Around Polk nothing much had changed. We started the day in Bob’s diner, with fresh orange juice and too much weak coffee. The independent cinema which, back in 1995, had been showing Abel Ferrara’s
The Addiction
, was now featuring the French gaol saga
A Prophet.
The same audience, ponytails and herb-saturated leather waistcoats, were occupying the same tired seats. Street folk, with their discretion and subtlety of movement, colonized doorways around our part of town, away from North Beach, where they had been so visible and assertive on my last visit. After the film version of Cormac McCarthy’s
The Road
, a distressed shopping trolley had become the must-have accessory, heaped with salvaged microwaves, TV sets, duvets, outdated cans and cereal packets.

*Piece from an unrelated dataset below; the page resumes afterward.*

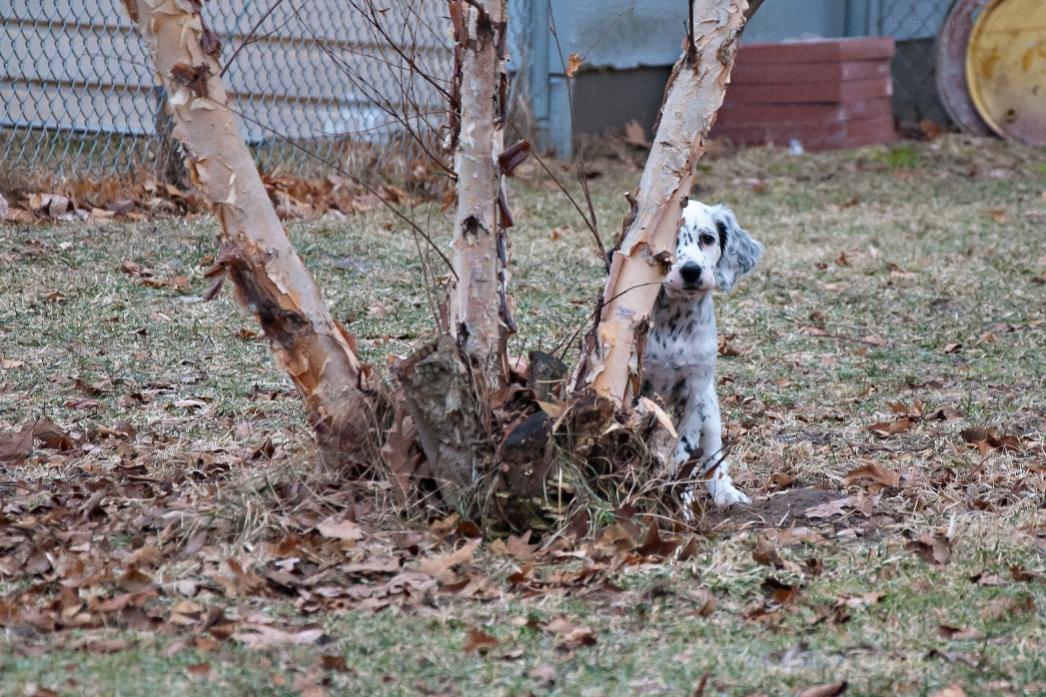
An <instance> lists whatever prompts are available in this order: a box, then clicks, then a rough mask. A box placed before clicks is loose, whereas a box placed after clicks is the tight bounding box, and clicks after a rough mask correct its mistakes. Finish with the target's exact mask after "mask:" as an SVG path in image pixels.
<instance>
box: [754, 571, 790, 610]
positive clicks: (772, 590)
mask: <svg viewBox="0 0 1046 697" xmlns="http://www.w3.org/2000/svg"><path fill="white" fill-rule="evenodd" d="M761 588H763V590H764V592H766V593H767V594H768V595H770V598H771V599H772V600H774V601H775V602H777V603H780V604H781V605H787V604H788V603H792V602H795V600H796V599H797V598H798V597H799V586H793V585H792V584H789V583H783V582H782V581H778V580H777V579H775V578H773V577H772V576H768V577H767V578H766V579H764V580H763V586H761Z"/></svg>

It was too easy to romance this town, with its contours of poverty, the locked restrooms for which café owners would dole out a key attached to some great wooden ball, to prevent street people and addicts from taking possession of their generally filthy sties. My ideal San Francisco was in place long before I came across Hitchcock’s
Vertigo
. The absurdity of his necrophile voyeurism forgiven for those dreamlike drifts, Jimmy Stewart tracking Kim Novak’s green Jaguar Mark VIII around the steep hills of a revised topography. Auto-courtship. All of it within a short drive of the director’s favoured hotel, the Fairmont on Nob Hill. And his chosen restaurant, Ernie’s on Montgomery Street. The Gotti brothers, who owned this establishment, were awarded cameos, in the 1958 film, as maître d’ and bartender. The crew gorged themselves, during a morning’s shoot, on salad with Roquefort dressing, New York steaks and baked potatoes, banana fritters. Hitch sent down a truckload of wine from his vineyard in Scotts Valley. In the director’s vision of San Francisco, the bridges, parks and phallic towers are subservient to more significant architectural constructions: the behatted elongation of James Stewart, who walks like a man with a chronically bad back, and the baroque entablature of the Edith Head-tailored mass of Kim Novak. Who walks like an avalanche with the breaks on.